# 2 speakers in trunk



## derekwu77 (Mar 21, 2005)

I have a '05 ZHP sedan with the HK system. In the trunk there are 2 separate speakers in the middle attached to the rear deck. Am I correct in assuming that these are the subwoofers? Can these be removed and replaced by 10" subwoofers? Thanks in advance!


----------



## Dr. Phil (Dec 19, 2001)

They are woofer and you can not easily mount 10" there. Anything is possible with modification and custom builds but the only easy remounts to the rear deck are JL stealth boxes or you could to this install from BSW one of our board sponsors. For $999 you could do a nice DIY :thumbup:


----------



## derekwu77 (Mar 21, 2005)

Hmm..Thanks for the info. I guess I was hoping they were easily replaceable. Guess I'll have to start saving up if I want a good solution . 

Correct me if I'm wrong, but the JL Stealth box replace the rear speakers, not the subwoofers, right?


----------



## bmw323ic (Apr 12, 2005)

If it is a subwoofer, wat size is it? im interested in 8" HK subwoofer. thanks!!


----------



## derekwu77 (Mar 21, 2005)

No, they are definately not 8"....maybe 6x9"? (they're oval shaped) Dunno much about this stuff...still learning . And I'm not taking them out just yet...just seeing what options I have should I decide to replace them.


----------



## Glatt330 (May 5, 2004)

Hi Derek - 
We recently removed the stock H/K subwoofers to upgrade. It's a simple process if you have a door panel remover. Your local audio store can also do this in seconds for you with their tool, because you don't want to break them or the assembly. The H/K subwoofers are located in a plastic assembly attached to the roof-deck of your trunk. Just pop the 2 white door panel studs loose from the deck. Then unclip the wiring harness from the other side. After unclipping, slide this entire assembly 1 inch towards you and it drops into your hands. If you're a do-it-yourselfer ... when these studs pop loose they'll make a LOUD snap and you'll think for sure you broke everything!!! LOL. It's a little unnerving the first time, so I'd suggest that panel remover or a quick trip to your installer.

In the picture below you'll see the location of these door-panel studs (white prongs at the top). Along the bottom, you'll notice two tabs. These simply slide into clips in your deck and hold that side in. Whew! What weanie subs!!! They're oval shape and similar in size to a regular door speaker, so you'll have a hard time finding a worthwhile replacement that also fits inside this assembly. I think the best after-market replacements also replace this entire housing.

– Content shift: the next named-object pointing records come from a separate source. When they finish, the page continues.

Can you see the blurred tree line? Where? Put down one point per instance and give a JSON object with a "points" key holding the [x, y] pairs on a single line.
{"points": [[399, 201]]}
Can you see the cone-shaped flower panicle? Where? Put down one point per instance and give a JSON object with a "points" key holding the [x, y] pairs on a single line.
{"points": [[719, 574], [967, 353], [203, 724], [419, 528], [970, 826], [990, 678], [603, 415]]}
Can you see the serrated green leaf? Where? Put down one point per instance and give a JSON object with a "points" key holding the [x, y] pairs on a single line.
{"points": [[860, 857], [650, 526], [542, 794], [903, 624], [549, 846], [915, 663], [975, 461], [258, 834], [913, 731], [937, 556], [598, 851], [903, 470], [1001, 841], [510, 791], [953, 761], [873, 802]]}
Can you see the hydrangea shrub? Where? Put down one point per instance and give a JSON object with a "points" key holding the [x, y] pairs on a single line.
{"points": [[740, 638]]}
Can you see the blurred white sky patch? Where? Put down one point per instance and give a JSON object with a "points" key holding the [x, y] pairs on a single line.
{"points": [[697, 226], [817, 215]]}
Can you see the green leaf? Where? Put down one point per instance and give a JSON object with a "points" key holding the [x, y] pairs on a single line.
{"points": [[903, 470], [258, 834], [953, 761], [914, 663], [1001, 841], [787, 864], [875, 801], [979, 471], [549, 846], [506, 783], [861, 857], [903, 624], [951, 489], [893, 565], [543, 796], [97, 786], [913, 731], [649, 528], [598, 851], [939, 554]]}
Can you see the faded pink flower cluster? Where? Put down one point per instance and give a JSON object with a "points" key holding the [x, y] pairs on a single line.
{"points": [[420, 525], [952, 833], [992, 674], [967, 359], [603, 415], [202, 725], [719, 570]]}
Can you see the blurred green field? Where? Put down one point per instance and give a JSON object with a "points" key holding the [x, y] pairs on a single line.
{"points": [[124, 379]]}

The second image shows the rear deck after removing the H/K subs. These openings lie directly below the felt deck (behind your headrests) in the passenger cabin. This allows improved bass to enter your cabin without dropping the seats or ski-pass through. You'll notice the stock wire harness is just tucked back into this opening, so I can use it in the future if I decide to replace the H/K assembly. I went with a sealed box in the trunk housing a JL Audio W7, and ran separate wires from the Head-unit to the sub. You have to purchase line-level adapters to install between the head unit and your new subwoofer amplifier, but they aren't expensive.

Here's the Harmon Kardon Subwoofer assembly - removed from deck (roof) of trunk:









Here's the deck view from below after removing:


----------



## derekwu77 (Mar 21, 2005)

hmmm...mine look different than that, probably the same stuff inside...there in 2 separate casings. 

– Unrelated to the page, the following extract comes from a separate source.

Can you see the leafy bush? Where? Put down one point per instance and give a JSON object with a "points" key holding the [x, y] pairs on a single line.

If they are 6x9, couldn't I just change to different/better 6x9 speakers using the same "enclosure"? 

Thanks for all this info guys...helping me a lot.


----------



## Glatt330 (May 5, 2004)

Sorry, Derek. I haven't seen the '05 H/K setup yet, but now I'm curious to stop by the dealer and check one out.


----------



## derekwu77 (Mar 21, 2005)

Here's a few pictures I took of it to show u.


----------



## jvr826 (Apr 22, 2002)

Looks like the coupe and sedan have totally different setups, though both appear to be free-air subs.

Now, on the sedan, are there other speakers in the rear deck? Directly above those 2 subs or in a different location back there?

On the coupe, removing the assembly and exposing the holes they fire thru looks like a perfect way to get the bass from an aftermarket sub into the passenger cabin. I'm salivating just thinking about the upgrade possibilities - no metal cutting needed.


----------